Ku temani kamu dengan sabar melewati proses terbaik dalam hidupmu untuk menjadi seorang ibu. Rintihan dan suara tangis kesakitan ku anggap sebagai tanda cinta terindah yang mau sematkan untuk berjuang melahirkan anak kita. Ku kecup keningmu yang basah berkali-kali, kamu pegang tangan ini dengan kuat ketika kontraksi itu muncul semakin sering, hingga anak pertama kita lahir, dia menangis kencang memecahkan ruangan bersalin ini.
Aku kembali menangis dan sujud syukur, dia anak yang sangat cantik, ku beri nama Almeera Putri Aryani, sebagai satu bukti yang ingin ku tunjukkan pada dunia.
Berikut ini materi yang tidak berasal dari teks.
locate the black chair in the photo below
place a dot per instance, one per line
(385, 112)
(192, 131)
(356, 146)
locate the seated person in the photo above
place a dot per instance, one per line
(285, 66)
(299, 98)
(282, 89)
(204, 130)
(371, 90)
Perjuanganmu ternyata tak sampai di sana, Nay. Kali ini kamu berteriak saat menerima jahitan bertubi-tubi karena sobekan yang cukup besar setelah ternyata anak kita lahir dengan berat yang cukup besar.
"Anakmu itu kok kaya bukan anak prematur, melahirkan di usia tujuh bulan kok beratnya sampai 3.6 kg," ucap ibu yang kala itu menengok.
"Memang bayinya besar saja, Bu. Kan ada yang begitu."
"Ya ... tapi tidak sebesar ini. Memang hasil USG tidak dijelaskan berapa Minggu?"
"Kami tidak pernah melakukan USG."
"Lah ... Kok bisa?"
"Naya selalu menolak melakukan itu, Bu. Katanya biar kejutan saja."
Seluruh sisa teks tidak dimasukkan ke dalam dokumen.